For 3-by-3 matrices you can follow the same idea take into account the symmetry.
The $3\times3$ symmetric matrices are those of the form$$\begin{pmatrix}a&b&c\\b&d&e\\c&e&f\end{pmatrix}.$$They form a $6$-dimensional space.

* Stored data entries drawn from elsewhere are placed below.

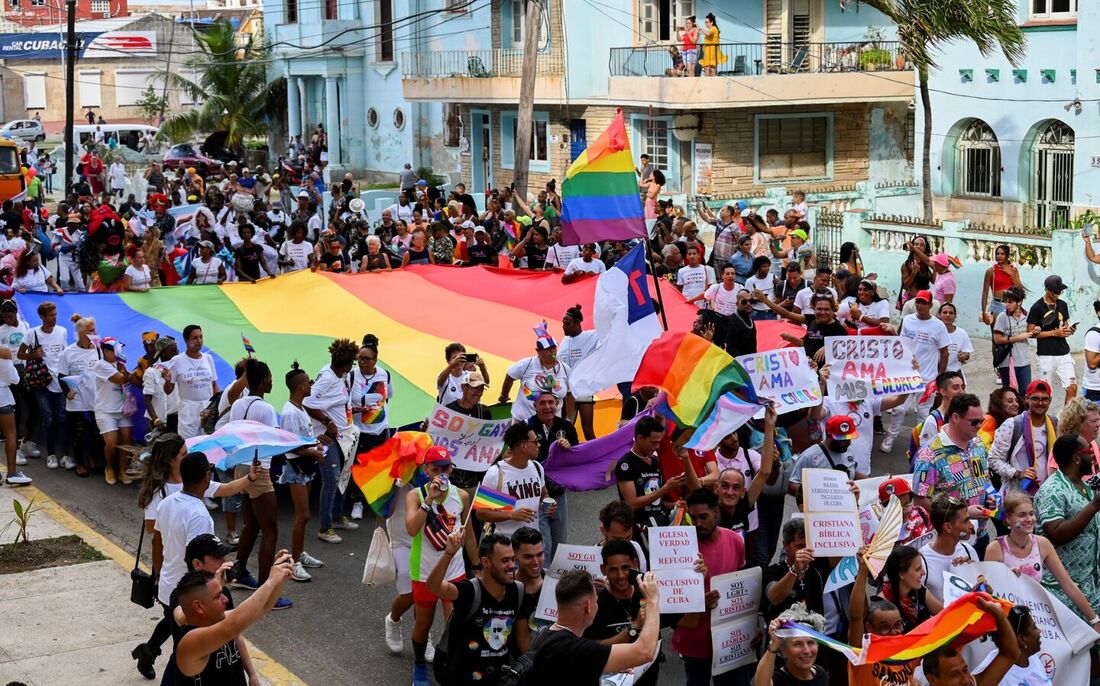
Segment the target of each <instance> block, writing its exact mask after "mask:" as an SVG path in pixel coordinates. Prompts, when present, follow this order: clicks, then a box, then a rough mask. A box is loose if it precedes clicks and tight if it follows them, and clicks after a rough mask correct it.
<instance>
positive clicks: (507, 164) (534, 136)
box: [500, 112, 550, 172]
mask: <svg viewBox="0 0 1100 686" xmlns="http://www.w3.org/2000/svg"><path fill="white" fill-rule="evenodd" d="M518 126H519V121H518V115H517V113H516V112H500V166H502V167H504V168H506V169H511V168H514V167H515V166H516V161H515V158H516V130H517V129H518ZM529 167H530V168H531V169H537V170H543V172H549V170H550V114H549V113H547V112H535V113H533V115H532V118H531V163H530V165H529Z"/></svg>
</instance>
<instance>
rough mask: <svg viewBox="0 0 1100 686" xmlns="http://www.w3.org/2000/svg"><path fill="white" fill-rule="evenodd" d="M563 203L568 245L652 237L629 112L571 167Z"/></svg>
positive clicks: (564, 228)
mask: <svg viewBox="0 0 1100 686" xmlns="http://www.w3.org/2000/svg"><path fill="white" fill-rule="evenodd" d="M561 198H562V211H561V233H562V243H563V244H565V245H581V244H582V243H595V242H597V241H607V240H610V241H623V240H627V239H645V237H646V218H645V213H643V212H642V210H641V198H640V196H639V193H638V175H637V173H636V172H635V168H634V157H632V156H631V154H630V137H629V136H628V135H627V132H626V123H625V122H624V120H623V110H619V111H618V113H616V114H615V120H614V121H613V122H612V124H610V126H608V128H607V130H606V131H604V132H603V133H602V134H601V135H599V137H598V139H596V141H595V143H593V144H592V145H590V146H588V147H587V148H586V150H585V151H584V152H583V153H581V155H580V157H577V158H576V159H575V161H573V164H572V165H570V167H569V170H566V172H565V179H564V180H563V181H562V184H561Z"/></svg>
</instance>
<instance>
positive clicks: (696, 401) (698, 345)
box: [632, 332, 760, 427]
mask: <svg viewBox="0 0 1100 686" xmlns="http://www.w3.org/2000/svg"><path fill="white" fill-rule="evenodd" d="M642 386H656V387H657V388H660V389H661V390H663V391H665V392H668V395H669V397H668V405H669V410H670V411H671V412H672V414H673V416H674V418H675V420H676V423H679V424H681V425H684V427H698V425H700V424H701V423H703V422H704V421H705V420H706V419H707V418H708V417H709V414H711V412H712V410H714V407H715V405H716V403H717V402H718V399H719V398H720V397H722V396H723V395H724V394H727V392H733V394H736V395H737V396H739V397H740V398H741V399H744V400H748V401H750V402H755V403H760V399H759V398H758V397H757V395H756V388H755V387H753V386H752V379H750V378H749V375H748V373H747V372H746V370H745V368H744V367H742V366H741V365H740V364H738V362H737V361H736V359H734V358H733V357H731V356H730V355H729V354H728V353H726V352H725V351H724V350H722V348H719V347H717V346H716V345H713V344H711V342H709V341H707V340H706V339H703V338H700V336H697V335H695V334H693V333H673V332H670V333H665V334H664V335H662V336H661V338H660V339H658V340H656V341H653V342H652V343H650V344H649V348H648V350H647V351H646V355H645V356H643V357H642V358H641V366H639V367H638V374H636V375H635V377H634V387H632V389H634V390H638V389H639V388H641V387H642ZM730 410H731V408H730ZM742 423H744V422H742Z"/></svg>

A basis of this space is$$\left\{\begin{pmatrix}1&0&0\\0&0&0\\0&0&0\end{pmatrix},\begin{pmatrix}0&0&0\\0&1&0\\0&0&0\end{pmatrix},\begin{pmatrix}0&0&0\\0&0&0\\0&0&1\end{pmatrix},\begin{pmatrix}0&1&0\\1&0&0\\0&0&0\end{pmatrix},\begin{pmatrix}0&0&0\\0&0&1\\0&1&0\end{pmatrix},\begin{pmatrix}0&0&1\\0&0&0\\1&0&0\end{pmatrix}\right\}.$$Can you prove it?